Dean portrays himself as a fiscal conservative who believes in balancing the budget but he has refused to make any moves to balance the budget by cutting back the growing costs of the Pentagon. The Pentagon spends billions on Cold-War era weapons, invests billions in futuristic boondoggles like Star Wars II, and recently could not account for a trillion dollars in "lost" funds.

Dennis Kucinich is the only announced candidate who has promised to chop the Pentagon's budget. Kucinich would cut $15 billion from the Pentagon and use it to fund universal healthcare, education, environmental clean-up, job creation and urban revitalization. [http://www.dems.us/kucinich/]

On June 22, Dean stated: "I don't agree with Dennis about cutting the Pentagon budget when we're in the middle of a difficulty with terror attacks." [http://www.dems.us/dean/]

Dean has a wonderful line about his campaign representing "the Democratic wing of the Democratic Party" but, by allowing himself to be muzzled by the "terrorist threat," he becomes just as ineffectual as the rest of the lamentably centrist Dems.

An Editorial-page Essay or a Slab of Spam?
Forbes Magazine liked to call itself "the Capitalists' Tool" but the Wall Street Journal could lay claim to being Capitalism's screwdriver. The June 23 issue contained an "op-ed" essay by Microsoft chair Bill Gates. Entitled "Why I Hate Spam," the rant got off to a great start with Gates' lead sentence: "Like almost everyone who uses e-mail, I receive a ton of spam every day. Much of it offers to help me get out of debt or get rich quick. It would be funny if it weren't so irritating."

It doesn't take Gate more than two paragraphs to turn the op-ed into a free advertisement for Microsoft. "This month," Gates states "Microsoft filed 15 lawsuits in the US and UK against companies and individuals alleged to have sent billions of spam messages."

By paragraph four, Gates was boasting about the ability of Microsoft's servers to "block a billion [spam] messages a day." This is followed by a blatant plug for "a forthcoming version of our Outlook e-mail software to block spam more effectively" and (Gates can't help but mention) "a new version of our Exchange e-mail server will include advanced anti-spam features."

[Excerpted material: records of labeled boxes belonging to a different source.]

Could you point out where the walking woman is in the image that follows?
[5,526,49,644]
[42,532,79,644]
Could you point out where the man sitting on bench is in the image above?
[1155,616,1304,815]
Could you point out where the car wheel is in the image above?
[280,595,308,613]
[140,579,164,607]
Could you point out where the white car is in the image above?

The irony is that readers who thought they were about to read an essay about a major modern irritation instead get sucker-punched with a sales pitch in other words, Gates succeeded in spamming his readers. Perhaps the WSJ should consider installing spam-blocking filters on its editorial pages.

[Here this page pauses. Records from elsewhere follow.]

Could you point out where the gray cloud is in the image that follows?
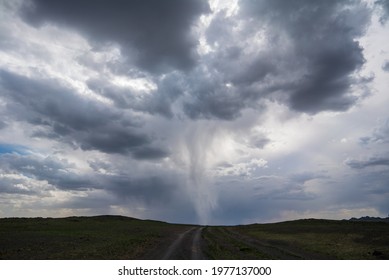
[0,71,167,159]
[176,0,371,120]
[0,154,92,191]
[359,119,389,145]
[375,0,389,24]
[240,0,370,113]
[22,0,209,72]
[345,157,389,169]
[382,61,389,72]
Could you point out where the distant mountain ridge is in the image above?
[349,216,389,223]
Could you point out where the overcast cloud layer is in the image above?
[0,0,389,224]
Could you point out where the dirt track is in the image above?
[146,226,326,260]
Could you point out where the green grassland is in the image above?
[0,216,389,260]
[0,216,189,259]
[204,219,389,260]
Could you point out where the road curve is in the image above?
[162,227,204,260]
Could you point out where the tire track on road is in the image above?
[162,227,204,260]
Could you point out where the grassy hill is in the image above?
[0,216,389,259]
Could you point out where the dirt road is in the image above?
[142,226,326,260]
[162,227,204,260]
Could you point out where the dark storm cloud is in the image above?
[345,157,389,169]
[375,0,389,24]
[0,71,166,158]
[87,73,183,118]
[240,0,369,113]
[22,0,209,72]
[382,61,389,72]
[0,121,7,130]
[359,119,389,145]
[179,0,371,120]
[0,154,92,192]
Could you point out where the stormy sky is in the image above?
[0,0,389,224]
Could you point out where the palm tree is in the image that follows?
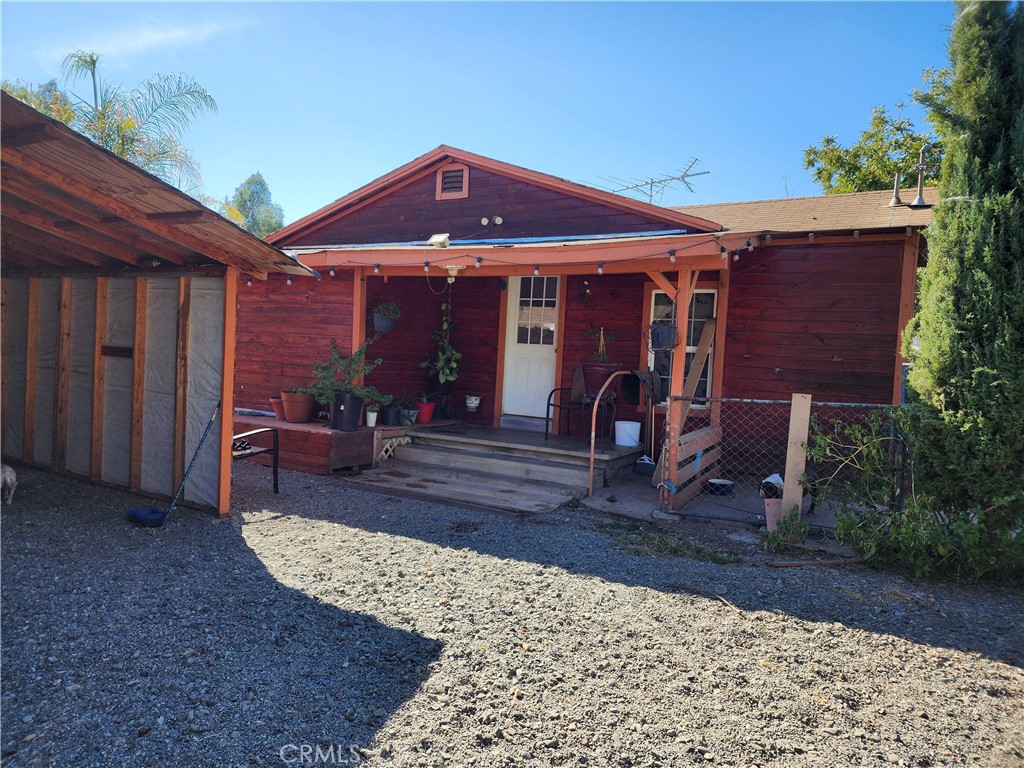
[60,50,217,193]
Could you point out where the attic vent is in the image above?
[435,163,469,200]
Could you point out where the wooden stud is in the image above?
[22,278,39,464]
[782,394,811,517]
[171,273,191,488]
[490,278,512,429]
[128,278,150,490]
[710,268,732,426]
[52,276,73,469]
[352,266,367,376]
[89,278,106,480]
[217,267,240,517]
[893,231,921,406]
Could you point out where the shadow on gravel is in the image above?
[249,466,1024,668]
[0,470,440,768]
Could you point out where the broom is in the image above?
[127,400,220,528]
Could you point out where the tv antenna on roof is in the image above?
[601,158,711,203]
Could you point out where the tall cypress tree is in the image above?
[904,2,1024,553]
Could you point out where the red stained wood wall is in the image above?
[724,239,903,402]
[279,168,696,246]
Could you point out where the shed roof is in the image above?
[0,93,315,278]
[672,187,938,232]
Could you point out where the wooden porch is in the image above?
[234,415,655,512]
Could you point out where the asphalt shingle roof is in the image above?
[672,187,938,232]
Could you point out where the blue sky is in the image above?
[2,2,953,223]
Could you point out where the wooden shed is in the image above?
[0,93,316,514]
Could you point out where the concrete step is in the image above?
[349,459,580,512]
[394,441,604,492]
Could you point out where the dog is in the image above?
[0,464,17,504]
[761,472,818,515]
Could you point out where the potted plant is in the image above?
[309,336,383,432]
[281,387,315,424]
[355,385,392,427]
[413,392,437,424]
[372,301,401,333]
[420,301,462,385]
[398,394,420,427]
[581,328,626,395]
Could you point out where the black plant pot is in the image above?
[378,406,401,427]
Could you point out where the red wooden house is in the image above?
[236,146,931,505]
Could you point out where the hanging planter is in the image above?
[373,301,401,333]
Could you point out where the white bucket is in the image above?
[615,421,640,447]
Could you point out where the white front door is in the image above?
[502,276,558,418]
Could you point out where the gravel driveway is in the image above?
[0,462,1024,768]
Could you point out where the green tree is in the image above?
[904,2,1024,577]
[804,105,938,195]
[60,50,217,191]
[225,171,284,238]
[0,80,75,125]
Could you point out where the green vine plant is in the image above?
[420,301,462,384]
[807,408,1024,581]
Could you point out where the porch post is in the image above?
[662,266,697,483]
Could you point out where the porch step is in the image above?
[394,438,604,489]
[349,459,582,512]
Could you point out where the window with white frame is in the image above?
[647,290,718,408]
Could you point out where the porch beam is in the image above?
[647,270,676,301]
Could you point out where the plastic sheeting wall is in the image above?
[141,279,178,496]
[0,276,230,508]
[184,278,225,507]
[67,279,96,476]
[0,280,29,458]
[100,278,135,485]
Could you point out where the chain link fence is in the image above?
[663,397,901,529]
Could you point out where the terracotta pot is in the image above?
[413,400,437,424]
[270,397,285,419]
[281,392,315,424]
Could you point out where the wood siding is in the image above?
[724,240,903,402]
[278,168,692,247]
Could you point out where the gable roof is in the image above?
[672,187,938,232]
[0,92,316,278]
[267,144,722,243]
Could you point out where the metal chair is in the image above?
[544,366,615,442]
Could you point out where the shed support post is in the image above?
[782,394,811,517]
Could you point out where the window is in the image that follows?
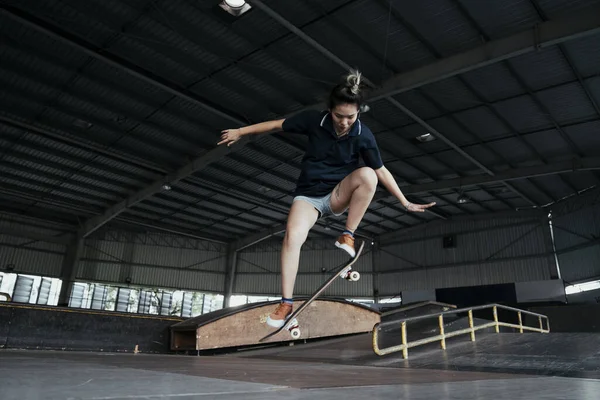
[565,281,600,294]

Oil Company Honored: Was the Vote Rigged?
Shame on the World Affairs Council. This venerable and respected San Francisco institution recently hosted a gala event at the Hilton Hotel to honor the ChevronTexaco oil company for its "contributions to international understanding in the Bay Area." Protesters gathered outside the hotel on June 24 to call attention to ChevronTexaco's 20 years of toxic pollution in the jungles of Ecuador, the environmental devastation in Nigeria, its war-profiteering in Iraq and health and safety violations of facilities in poor neighborhoods near San Francisco. "Despite its warm and fuzzy facáde," Project Underground grumbled [www.moles.org], "this mega-company rides a wave of violence, corruption, and cronyism to get its way everywhere from Ecuador to Iraq, Nigeria and the US."

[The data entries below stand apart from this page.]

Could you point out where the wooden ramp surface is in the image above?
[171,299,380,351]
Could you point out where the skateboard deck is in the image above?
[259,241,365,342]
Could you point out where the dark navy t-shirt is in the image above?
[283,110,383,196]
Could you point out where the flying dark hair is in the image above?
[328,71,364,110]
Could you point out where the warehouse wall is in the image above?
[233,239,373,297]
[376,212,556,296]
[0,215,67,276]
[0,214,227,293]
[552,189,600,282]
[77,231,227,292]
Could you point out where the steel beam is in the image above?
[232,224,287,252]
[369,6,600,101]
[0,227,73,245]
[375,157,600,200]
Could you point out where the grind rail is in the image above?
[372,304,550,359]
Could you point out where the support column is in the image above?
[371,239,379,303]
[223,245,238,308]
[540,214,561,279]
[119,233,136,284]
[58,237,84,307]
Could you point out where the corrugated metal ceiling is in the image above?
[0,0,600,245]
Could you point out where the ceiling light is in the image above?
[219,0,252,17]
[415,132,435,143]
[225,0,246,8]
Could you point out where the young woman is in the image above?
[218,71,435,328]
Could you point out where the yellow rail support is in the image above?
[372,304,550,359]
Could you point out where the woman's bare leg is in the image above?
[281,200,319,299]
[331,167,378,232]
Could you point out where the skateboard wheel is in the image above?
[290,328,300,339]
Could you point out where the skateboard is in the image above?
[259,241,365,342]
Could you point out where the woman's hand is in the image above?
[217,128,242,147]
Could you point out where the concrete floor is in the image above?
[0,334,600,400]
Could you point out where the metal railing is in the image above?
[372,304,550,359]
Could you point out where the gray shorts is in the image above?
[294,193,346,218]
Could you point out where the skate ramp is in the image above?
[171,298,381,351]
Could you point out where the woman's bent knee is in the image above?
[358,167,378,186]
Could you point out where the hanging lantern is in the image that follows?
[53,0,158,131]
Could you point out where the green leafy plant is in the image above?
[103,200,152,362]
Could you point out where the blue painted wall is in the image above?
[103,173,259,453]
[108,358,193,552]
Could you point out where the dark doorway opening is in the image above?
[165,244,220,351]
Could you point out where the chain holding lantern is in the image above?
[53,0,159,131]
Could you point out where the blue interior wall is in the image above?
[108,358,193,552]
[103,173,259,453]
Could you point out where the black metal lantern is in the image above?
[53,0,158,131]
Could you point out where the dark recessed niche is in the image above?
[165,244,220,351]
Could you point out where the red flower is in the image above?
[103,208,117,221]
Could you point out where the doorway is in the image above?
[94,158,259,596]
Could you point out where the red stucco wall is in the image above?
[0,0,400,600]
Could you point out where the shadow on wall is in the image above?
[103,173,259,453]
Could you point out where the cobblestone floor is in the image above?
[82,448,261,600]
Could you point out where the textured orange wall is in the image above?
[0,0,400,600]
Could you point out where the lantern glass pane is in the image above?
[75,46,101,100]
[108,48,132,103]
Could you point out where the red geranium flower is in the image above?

It may have been coincidental, but as Project Underground noted, ChevronTexaco's contribution to the World Affairs Council's 2002 Annual Dinner was $10,000." For more information on the company's record, click on http://www.chevrontoxico.com

The US Economy Is Feeling 'Bushed'
My colleague Rachelle Marshall has put it succinctly:

"In his less than three years in office, President Bush has plunged the country into two wars and a recession, turned a federal budget surplus into a $400 billion deficit and presided over an economy that lost 3 million jobs. Bush's fat-cat supporters refer to his 'compassionate conservatism' and his 'moral compass,' but, in fact, his compassion is reserved for the rich and his moral compass allows him to claim that Iraq posed an immediate threat to our security, that $1.75 trillion in tax cuts for the rich will benefit all Americans and that he intends to 'leave no child behind' while reducing funds for school lunches, reading programs and health care for poor children. Even the liberation of the Iraqi people that he promised has turned into a protracted nightmare."